To combine or not combine lookalikes on Facebook ? That is the question.

. 2 min read

By: Tom Murray | Managing Director

Over the past 3 years, I’ve audited at least 100 different Facebook accounts for both active and prospective clients, and one of the most common mistakes that I see is around lookalikes. Lookalikes are some of the strongest targeting options for finding new customers that are most likely to be similar to your current customers.

There are many sources that you can lookalike from. Here is just a sample of things you can lookalike off of:

  1. Website custom audiences from pixel events
  2. Video viewers
  3. App installers
  4. Email lists (purchasers, high value purchasers, leads, etc)
  5. Page fans
  6. Facebook & Instagram post engagers

What I normally see in accounts are a bunch of lookalikes created and then being run against each other to test if lookalike A does better than lookalike B. The problem with this approach is that by running all of these lookalike audiences individually, you are going to be a) overlapping audiences b) shrinking audiences and c) splitting out data across more ad sets.

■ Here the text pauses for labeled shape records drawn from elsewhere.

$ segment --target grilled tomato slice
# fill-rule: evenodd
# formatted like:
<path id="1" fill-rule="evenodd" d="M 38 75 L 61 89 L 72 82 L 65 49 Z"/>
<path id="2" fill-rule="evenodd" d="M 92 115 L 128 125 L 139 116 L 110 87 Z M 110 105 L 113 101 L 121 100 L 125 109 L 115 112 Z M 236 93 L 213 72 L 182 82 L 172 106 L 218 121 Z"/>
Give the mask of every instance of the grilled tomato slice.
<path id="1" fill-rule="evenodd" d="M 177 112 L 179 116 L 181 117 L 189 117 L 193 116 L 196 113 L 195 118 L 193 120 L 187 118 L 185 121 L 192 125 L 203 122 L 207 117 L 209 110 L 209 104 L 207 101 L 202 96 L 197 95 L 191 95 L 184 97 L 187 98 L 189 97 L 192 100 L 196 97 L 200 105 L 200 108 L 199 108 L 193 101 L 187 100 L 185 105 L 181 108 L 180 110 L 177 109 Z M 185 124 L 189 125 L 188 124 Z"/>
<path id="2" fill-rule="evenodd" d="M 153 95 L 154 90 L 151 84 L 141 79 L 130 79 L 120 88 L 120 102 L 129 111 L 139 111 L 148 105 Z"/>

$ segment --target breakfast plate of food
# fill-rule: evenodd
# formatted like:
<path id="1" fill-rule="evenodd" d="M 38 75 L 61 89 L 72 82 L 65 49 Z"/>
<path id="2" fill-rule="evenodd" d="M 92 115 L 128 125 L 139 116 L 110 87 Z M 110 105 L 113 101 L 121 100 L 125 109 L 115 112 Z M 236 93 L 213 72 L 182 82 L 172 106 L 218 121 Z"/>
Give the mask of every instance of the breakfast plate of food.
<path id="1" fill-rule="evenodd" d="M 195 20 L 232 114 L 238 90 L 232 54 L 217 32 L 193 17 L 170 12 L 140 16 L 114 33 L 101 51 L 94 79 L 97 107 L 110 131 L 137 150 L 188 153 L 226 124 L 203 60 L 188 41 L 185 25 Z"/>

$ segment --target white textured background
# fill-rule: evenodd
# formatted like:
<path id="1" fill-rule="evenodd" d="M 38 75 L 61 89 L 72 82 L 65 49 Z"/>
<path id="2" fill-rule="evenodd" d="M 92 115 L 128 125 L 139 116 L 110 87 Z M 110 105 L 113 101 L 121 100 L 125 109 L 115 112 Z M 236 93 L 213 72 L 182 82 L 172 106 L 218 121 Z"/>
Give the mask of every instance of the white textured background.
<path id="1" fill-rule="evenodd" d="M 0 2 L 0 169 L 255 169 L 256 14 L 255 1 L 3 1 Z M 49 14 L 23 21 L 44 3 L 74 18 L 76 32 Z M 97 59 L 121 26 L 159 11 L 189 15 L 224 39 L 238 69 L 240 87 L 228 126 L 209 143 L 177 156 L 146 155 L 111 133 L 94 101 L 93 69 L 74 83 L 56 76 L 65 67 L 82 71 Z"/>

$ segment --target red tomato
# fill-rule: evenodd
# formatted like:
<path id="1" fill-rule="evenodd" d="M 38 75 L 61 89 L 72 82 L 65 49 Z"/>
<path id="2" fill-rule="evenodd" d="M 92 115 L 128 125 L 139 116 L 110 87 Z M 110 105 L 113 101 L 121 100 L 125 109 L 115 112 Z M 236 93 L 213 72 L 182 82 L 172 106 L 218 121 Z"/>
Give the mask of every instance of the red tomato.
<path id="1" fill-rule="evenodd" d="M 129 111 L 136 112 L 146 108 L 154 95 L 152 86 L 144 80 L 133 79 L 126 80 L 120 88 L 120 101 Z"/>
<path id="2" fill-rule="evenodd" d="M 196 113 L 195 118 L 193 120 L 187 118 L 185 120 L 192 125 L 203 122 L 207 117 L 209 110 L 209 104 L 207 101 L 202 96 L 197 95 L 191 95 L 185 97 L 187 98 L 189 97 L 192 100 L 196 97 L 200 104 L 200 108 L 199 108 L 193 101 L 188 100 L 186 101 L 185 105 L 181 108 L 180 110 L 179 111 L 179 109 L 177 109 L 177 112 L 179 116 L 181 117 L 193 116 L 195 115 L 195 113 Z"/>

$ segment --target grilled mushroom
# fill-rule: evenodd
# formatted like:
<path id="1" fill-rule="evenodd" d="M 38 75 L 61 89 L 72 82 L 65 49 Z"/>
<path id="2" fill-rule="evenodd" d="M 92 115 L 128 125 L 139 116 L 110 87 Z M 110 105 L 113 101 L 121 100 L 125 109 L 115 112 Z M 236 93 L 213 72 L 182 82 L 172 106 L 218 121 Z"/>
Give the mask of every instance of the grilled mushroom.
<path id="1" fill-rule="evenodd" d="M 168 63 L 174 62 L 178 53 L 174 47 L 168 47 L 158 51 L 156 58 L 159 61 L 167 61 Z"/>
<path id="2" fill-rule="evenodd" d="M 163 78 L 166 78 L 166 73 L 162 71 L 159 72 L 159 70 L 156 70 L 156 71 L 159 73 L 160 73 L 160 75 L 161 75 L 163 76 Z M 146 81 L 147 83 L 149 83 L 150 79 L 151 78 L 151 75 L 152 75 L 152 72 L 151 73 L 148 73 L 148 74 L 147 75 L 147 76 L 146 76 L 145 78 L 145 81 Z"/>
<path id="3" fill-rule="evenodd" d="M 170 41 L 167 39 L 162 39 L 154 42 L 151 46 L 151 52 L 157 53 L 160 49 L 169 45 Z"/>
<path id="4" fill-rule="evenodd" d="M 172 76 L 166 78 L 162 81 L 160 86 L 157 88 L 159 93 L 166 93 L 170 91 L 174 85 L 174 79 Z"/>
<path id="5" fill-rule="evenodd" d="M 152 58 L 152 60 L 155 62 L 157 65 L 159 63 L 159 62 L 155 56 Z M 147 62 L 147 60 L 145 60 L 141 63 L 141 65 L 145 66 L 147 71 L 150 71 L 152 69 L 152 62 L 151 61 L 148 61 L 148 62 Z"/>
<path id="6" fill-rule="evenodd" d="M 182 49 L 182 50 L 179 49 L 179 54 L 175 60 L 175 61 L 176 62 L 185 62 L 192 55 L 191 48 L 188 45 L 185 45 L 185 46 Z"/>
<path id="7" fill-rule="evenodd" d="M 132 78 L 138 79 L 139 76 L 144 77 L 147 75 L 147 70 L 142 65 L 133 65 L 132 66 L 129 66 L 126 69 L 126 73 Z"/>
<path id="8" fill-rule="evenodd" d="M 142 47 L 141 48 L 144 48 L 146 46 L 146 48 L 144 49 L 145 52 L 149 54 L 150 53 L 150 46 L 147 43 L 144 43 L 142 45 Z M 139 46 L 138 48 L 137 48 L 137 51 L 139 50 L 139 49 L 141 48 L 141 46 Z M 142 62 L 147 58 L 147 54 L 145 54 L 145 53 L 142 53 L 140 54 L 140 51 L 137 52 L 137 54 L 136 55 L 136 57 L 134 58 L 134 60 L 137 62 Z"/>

The algorithm recommends 50 conversions per week in order to allow ad sets to exit the learning phase, which means combining ad sets into fewer groups consolidates data and helps ad sets learn faster. When testing lookalikes against each other, this data gets split into more and more ad sets, meaning you need to spend even more to get to the ideal learned phase.

Logically, when creating lookalikes it would make sense to split them out, knowing that a “high value” group is different than the “all purchaser” group. However, in the grand scheme of things in the Facebook ecosystem, the lookalikes that get created on both of those sources end up being very similar. We typically see audience overlaps of 70% or higher (and up to 95%) on 1% lookalikes of similar sources, and 50% on larger percentage lookalikes.

Instead of separating these out, creating “super lookalike” groups, which is when you combine multiple similar lookalike audiences into the same pool is our recommendation to give your ad sets the best chance at success.